R - Medo e vergonha não porque fiz sem compromisso nenhum. Mas gostei tanto do resultado que fiquei seguro. Mas antes enviei a música para dois amigos, fiz algumas correções e no final gostei muito. Não escondo que não sei falar o idioma e talvez isso tire a obrigação de ter uma pronuncia perfeita e também cresci ouvindo o Caetano Veloso cantando inglês com sotaque de baiano. Na arte tudo é permitido.
6. Eu sei que a faixa “E daí” já teve letra e a letra era muito boa. O que te fez decidir por deixá-la apenas no instrumental?
R - O fato de eu nunca ter gostado. É uma canção que tenho na manga há muito tempo. Inclusive ela quase entrou no repertório do PúrPura certa vez. Mas confesso que nunca achei que a letra fosse o que a música pedia. Já fiz várias letrar para ela mas nunca fiquei feliz com o resultado. E como gosto muito de discos que tem músicas instrumentais no meio, como que ajudando a contar uma história, resolvi deixa-la assim. Mas deixei o E Daí? Pois foi com essa frase que ela veio ao mundo. Seria injusto tira-la. Ficou sem sentido? Sim, mas e daí? Gosto dessas piadas que a música permite fazer. Por ser instrumental pode ter perdido força como canção, mas da forças ao álbum. É o que eu acredito.
7. Você tem planos / expectativas para esse novo trabalho?
R - Eu tinha planos de sair para toca-lo no verão Europeu, que é quando o país ferve de festivais e atrações em todos os cantos. Agora já não sei mais se será possível. Pois a Europa inteira esta fechada e em quarentena. O que é um pouco frustrante, pois um artista como eu vive de shows. Mas o fato de eu soltar esse disco no mundo, e ver pessoas ouvindo já me preenche totalmente o coração. Vou jogar essa garrafa no mar e ver onde ela vai parar
8. Deixe uma mensagem pra galera do Brasil e do mundo a respeito da nova fase que estamos sendo forçados a viver, que é a pandemia de Covid-19.

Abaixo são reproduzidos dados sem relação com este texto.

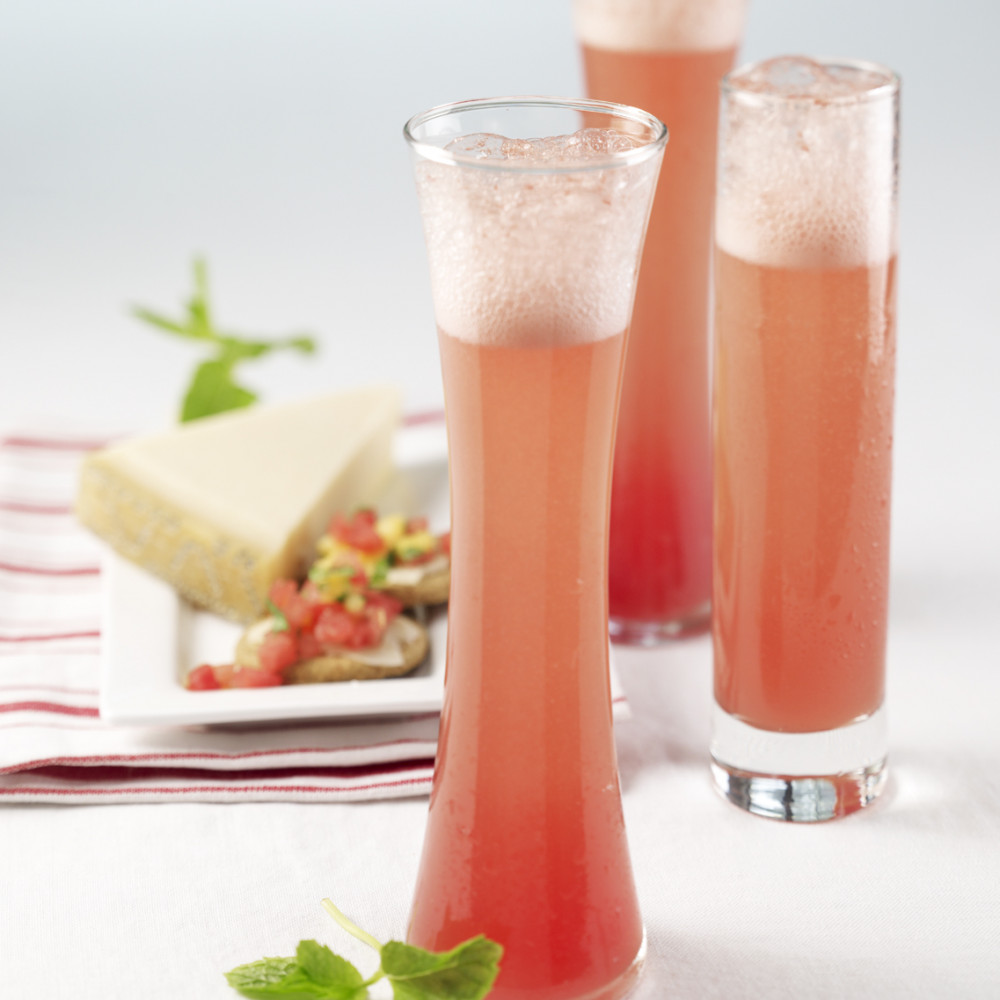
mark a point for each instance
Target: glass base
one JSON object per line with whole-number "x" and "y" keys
{"x": 635, "y": 632}
{"x": 620, "y": 988}
{"x": 799, "y": 777}
{"x": 626, "y": 983}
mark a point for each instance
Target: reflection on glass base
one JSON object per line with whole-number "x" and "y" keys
{"x": 634, "y": 632}
{"x": 799, "y": 777}
{"x": 626, "y": 983}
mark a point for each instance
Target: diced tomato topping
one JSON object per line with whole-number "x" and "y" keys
{"x": 309, "y": 646}
{"x": 335, "y": 626}
{"x": 277, "y": 652}
{"x": 202, "y": 679}
{"x": 248, "y": 677}
{"x": 358, "y": 531}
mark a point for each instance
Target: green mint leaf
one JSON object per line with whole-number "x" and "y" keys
{"x": 379, "y": 572}
{"x": 331, "y": 971}
{"x": 315, "y": 972}
{"x": 171, "y": 326}
{"x": 199, "y": 309}
{"x": 234, "y": 349}
{"x": 464, "y": 973}
{"x": 270, "y": 977}
{"x": 213, "y": 390}
{"x": 280, "y": 621}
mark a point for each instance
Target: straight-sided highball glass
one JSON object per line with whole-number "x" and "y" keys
{"x": 668, "y": 57}
{"x": 534, "y": 213}
{"x": 805, "y": 349}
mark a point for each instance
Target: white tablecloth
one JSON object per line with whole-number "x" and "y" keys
{"x": 902, "y": 900}
{"x": 138, "y": 134}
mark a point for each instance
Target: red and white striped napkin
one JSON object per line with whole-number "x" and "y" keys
{"x": 54, "y": 746}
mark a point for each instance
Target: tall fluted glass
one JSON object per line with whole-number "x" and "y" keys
{"x": 534, "y": 213}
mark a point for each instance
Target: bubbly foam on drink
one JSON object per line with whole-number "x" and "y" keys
{"x": 659, "y": 25}
{"x": 807, "y": 171}
{"x": 527, "y": 250}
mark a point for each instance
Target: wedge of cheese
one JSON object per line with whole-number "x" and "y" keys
{"x": 222, "y": 507}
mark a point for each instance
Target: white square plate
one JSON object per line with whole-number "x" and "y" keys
{"x": 152, "y": 637}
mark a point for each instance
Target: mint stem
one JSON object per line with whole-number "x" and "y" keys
{"x": 350, "y": 926}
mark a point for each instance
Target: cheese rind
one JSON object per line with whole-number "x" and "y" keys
{"x": 223, "y": 506}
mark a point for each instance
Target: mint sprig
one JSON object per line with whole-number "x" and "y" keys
{"x": 464, "y": 973}
{"x": 213, "y": 387}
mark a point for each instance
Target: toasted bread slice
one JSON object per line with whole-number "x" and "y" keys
{"x": 432, "y": 588}
{"x": 403, "y": 649}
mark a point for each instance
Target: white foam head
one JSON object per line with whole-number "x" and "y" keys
{"x": 659, "y": 25}
{"x": 536, "y": 241}
{"x": 807, "y": 163}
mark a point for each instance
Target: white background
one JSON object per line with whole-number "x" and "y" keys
{"x": 266, "y": 135}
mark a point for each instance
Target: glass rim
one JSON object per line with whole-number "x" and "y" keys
{"x": 618, "y": 158}
{"x": 731, "y": 88}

R - A mensagem é: se cuidem e cuidem dos seus. Sem pânico mas atento.
É uma oportunidade única que a humanidade esta tendo para rever muitas coisas. Mesmo que a duras penas. Não sei como vai ser o mundo depois disso. Há um risco de isso passar e não mudar nada, pois quem tem o domínio do dinheiro vai fazer de tudo para que continue como esta e porque o ser humano é muito teimoso e orgulhoso. Mas também acredito que todos que tem um mínimo de sensibilidade e sabedoria vão tirar muita coisa boa da situação e evoluir.
9. É isso, Júlio, muito obrigada pelo seu tempo e pelo seu álbum, que ficou muito lindo! Ansiosa pelo próximo trabalho! (Aí você agradece também)
R - Eu quem agradeço a atenção e espero que tenha feito um disco que toque as pessoas.